Decía el otro día Àlex Santos en su blog que añora aquel Barça que acababa tras el último partido y reaparecía en el Gamper. A mí aquellos veranos se me hacían demasiado largos y esperaba ansioso que el equipo se concentrara en Pappendal para iniciar los entrenamientos. Entonces no había -o al menos no las recuerdo- tantas luchas intestinas por el poder, ni tanta gente que persiguiera la presidencia del club. Como mucho, llegaban las noticias sobre presuntos fichajes y los resúmenes de los partidos contra aquellos equipos amateurs holandeses llenos de carteros, fontaneros, bomberos y oficinstas.

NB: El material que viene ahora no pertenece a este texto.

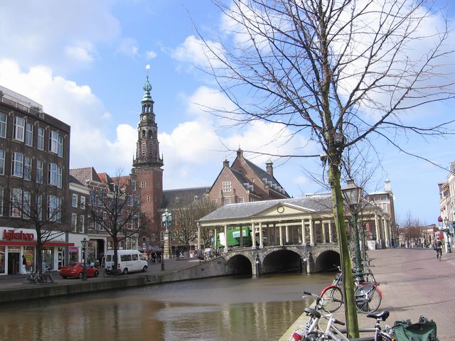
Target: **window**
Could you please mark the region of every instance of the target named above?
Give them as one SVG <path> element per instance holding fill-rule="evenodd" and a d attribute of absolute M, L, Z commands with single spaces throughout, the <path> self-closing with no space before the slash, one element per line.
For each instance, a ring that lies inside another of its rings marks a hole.
<path fill-rule="evenodd" d="M 43 183 L 43 172 L 44 168 L 44 162 L 37 160 L 36 161 L 36 182 L 38 183 Z"/>
<path fill-rule="evenodd" d="M 11 217 L 21 217 L 22 214 L 22 190 L 13 188 L 10 195 L 10 215 Z"/>
<path fill-rule="evenodd" d="M 23 155 L 21 153 L 13 153 L 11 160 L 11 175 L 22 178 L 22 169 L 23 166 Z"/>
<path fill-rule="evenodd" d="M 62 200 L 55 195 L 48 195 L 48 219 L 52 222 L 60 222 L 62 217 Z"/>
<path fill-rule="evenodd" d="M 63 137 L 60 136 L 57 142 L 57 155 L 60 158 L 63 157 Z"/>
<path fill-rule="evenodd" d="M 77 207 L 77 194 L 73 195 L 73 207 Z"/>
<path fill-rule="evenodd" d="M 77 232 L 77 215 L 71 213 L 71 228 L 75 232 Z"/>
<path fill-rule="evenodd" d="M 79 232 L 84 232 L 85 224 L 85 217 L 84 217 L 83 215 L 80 215 L 79 216 Z"/>
<path fill-rule="evenodd" d="M 0 137 L 6 137 L 6 115 L 0 114 Z"/>
<path fill-rule="evenodd" d="M 0 174 L 5 173 L 5 151 L 0 149 Z"/>
<path fill-rule="evenodd" d="M 38 219 L 43 220 L 43 195 L 41 194 L 36 197 L 36 212 Z"/>
<path fill-rule="evenodd" d="M 58 167 L 55 163 L 49 163 L 48 183 L 58 188 L 62 188 L 62 168 Z"/>
<path fill-rule="evenodd" d="M 30 123 L 26 123 L 26 144 L 33 146 L 33 126 Z"/>
<path fill-rule="evenodd" d="M 31 195 L 30 192 L 27 190 L 23 191 L 23 217 L 26 219 L 30 219 L 31 214 Z"/>
<path fill-rule="evenodd" d="M 3 187 L 0 187 L 0 216 L 3 216 Z"/>
<path fill-rule="evenodd" d="M 13 139 L 23 142 L 23 129 L 26 121 L 21 117 L 14 117 L 14 127 L 13 130 Z"/>
<path fill-rule="evenodd" d="M 55 131 L 49 133 L 49 151 L 57 153 L 58 144 L 58 134 Z"/>
<path fill-rule="evenodd" d="M 230 181 L 223 181 L 223 192 L 230 192 L 232 190 L 232 185 Z"/>
<path fill-rule="evenodd" d="M 44 129 L 43 128 L 38 129 L 38 139 L 36 141 L 36 147 L 41 150 L 44 150 Z"/>
<path fill-rule="evenodd" d="M 31 181 L 31 158 L 26 156 L 23 163 L 23 179 Z"/>

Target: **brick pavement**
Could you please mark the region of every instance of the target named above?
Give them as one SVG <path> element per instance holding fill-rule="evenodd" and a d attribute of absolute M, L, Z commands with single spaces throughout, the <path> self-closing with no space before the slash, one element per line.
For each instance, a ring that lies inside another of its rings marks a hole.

¿Era aquello más aburrido? Seguramente. Pero llega un momento en que te acabas preguntando si vale la pena estar más ‘entretenido’ a cambio de padecer cómo el club que quieres se autodestruye por culpa de quienes tienen el ego más grande que la Torre Agbar. Patético.

Ahora, como en aquellos veranos de los 80, sigo esperando. Pero no espero la concentración del equipo, sino que llegue el día 6 de julio de una vez, que los socios votemos y, sobre todo, que todos aceptemos el resultado de esa votación. Sea el que sea. También espero equivocarme, pero mucho me temo que no habrá paz social después de ese día. Al tiempo.